Red Hat Bugzilla – Bug 1006619
Log events sources are unstable and events are lost due to Log4j log parsing not thread safe
Last modified: 2014-01-02 15:38:28 EST
Description of problem:
Even though log messages are logged to a resource's log file and events had originally been reported for that source, from time to time events are simply missed and can results in loss of event history and alert failures. This requires log monitoring to be performed outside of JBoss ON to verify JBoss ON is working.
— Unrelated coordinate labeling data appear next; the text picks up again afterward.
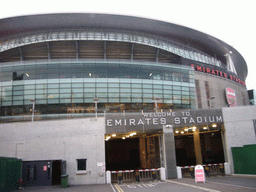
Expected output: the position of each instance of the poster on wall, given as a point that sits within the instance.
(231, 97)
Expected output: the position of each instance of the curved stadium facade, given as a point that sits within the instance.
(63, 61)
(118, 93)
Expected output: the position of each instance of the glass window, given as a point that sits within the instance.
(136, 85)
(102, 89)
(65, 100)
(128, 99)
(53, 90)
(40, 96)
(66, 85)
(77, 85)
(176, 92)
(41, 91)
(38, 101)
(89, 94)
(52, 86)
(113, 85)
(113, 100)
(101, 94)
(29, 97)
(147, 91)
(65, 95)
(147, 86)
(29, 86)
(53, 101)
(77, 90)
(137, 90)
(157, 91)
(18, 102)
(113, 94)
(113, 89)
(17, 97)
(18, 92)
(65, 90)
(125, 94)
(77, 95)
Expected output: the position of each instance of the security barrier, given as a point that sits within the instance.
(210, 170)
(135, 175)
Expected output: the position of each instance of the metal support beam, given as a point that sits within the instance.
(48, 50)
(77, 50)
(132, 50)
(21, 54)
(105, 50)
(157, 53)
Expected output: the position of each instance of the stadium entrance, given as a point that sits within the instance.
(132, 151)
(199, 145)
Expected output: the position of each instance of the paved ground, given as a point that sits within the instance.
(213, 184)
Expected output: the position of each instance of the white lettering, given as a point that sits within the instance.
(211, 119)
(147, 120)
(109, 123)
(219, 119)
(132, 121)
(118, 122)
(177, 120)
(163, 121)
(155, 121)
(191, 120)
(199, 119)
(185, 119)
(140, 122)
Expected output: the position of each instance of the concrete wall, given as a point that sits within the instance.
(61, 139)
(239, 128)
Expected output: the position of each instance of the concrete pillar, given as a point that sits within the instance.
(179, 172)
(162, 174)
(143, 158)
(108, 176)
(170, 155)
(197, 146)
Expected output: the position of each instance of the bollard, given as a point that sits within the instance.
(137, 176)
(120, 178)
(222, 170)
(207, 171)
(191, 171)
(154, 175)
(162, 174)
Version-Release number of selected component (if applicable):
It is not clear how or why this issue occurs. In the reported case, a log message was written to the log file and after several minutes, the log event was never triggered. This is not always the case. Sometimes the log event generates the expected result but not always.
The original working theory was related to disk caching and log file rolling. However, if appears that even after a log file has been written (verified by tailing the log file at the command-line) the agent just doesn't detect the log being updated.
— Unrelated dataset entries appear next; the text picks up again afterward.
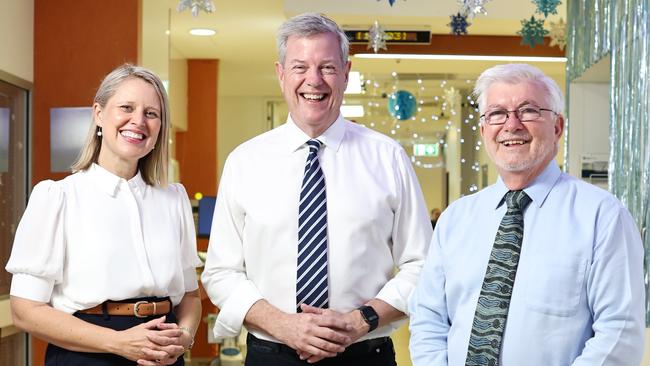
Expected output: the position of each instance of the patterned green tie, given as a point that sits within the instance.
(494, 300)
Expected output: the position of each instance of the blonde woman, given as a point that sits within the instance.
(104, 260)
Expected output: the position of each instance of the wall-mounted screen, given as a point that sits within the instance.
(68, 130)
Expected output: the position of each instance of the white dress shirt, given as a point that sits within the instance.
(377, 221)
(94, 236)
(578, 297)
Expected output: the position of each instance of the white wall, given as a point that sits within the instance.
(238, 119)
(17, 38)
(589, 124)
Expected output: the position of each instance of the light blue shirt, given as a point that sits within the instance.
(578, 297)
Further research revealed that bug 846082 had been logged sometime ago that may explain this sporadic behavior.
I created a test to reproduce the issues described in bug 846082. I reverted the changes in Log4JLogEntryProcessor, making the DateFormat fields static again. The test consistently fails. If you make them instance fields, the test consistently passes.
I did my work in the branch bug/1006619 which has been pushed to origin,
For reference, here is what some of the exceptions look like:
java.lang.NumberFormatException: For input string: "E.423021313E4"
Keep in mind that due to the lack of exception handling in 3.1.2, these errors would go completely unreported. The changes for bug 846082 adds exception handling that captures any RuntimeExceptions.
[22:44:25] <loleary> Well, 6619 is actually fixed by 846082... 6619 can go to ON_QA as it was already fixed (jsanda can confirm) in ER01.
[22:45:58] <loleary> The only reason 9666 related to 6619 was because it is preventing one from actually testing whether 6619 is fixed or not.
I found bug 1017214. What should be done with this bug? Thanks
I do not think bug 1017214 is related so I will remove from the dependency list.
Created attachment 812135 [details]
All events from the log files are reported on the web.
Tested with 15 log files when messages were simultaneously generated into files using a script. After processes generating the messages were stopped. Then number of events (considered levels: INFO, WARN, ERROR, FATAL) on the web and in all the log files was same.
See the attached screenshot.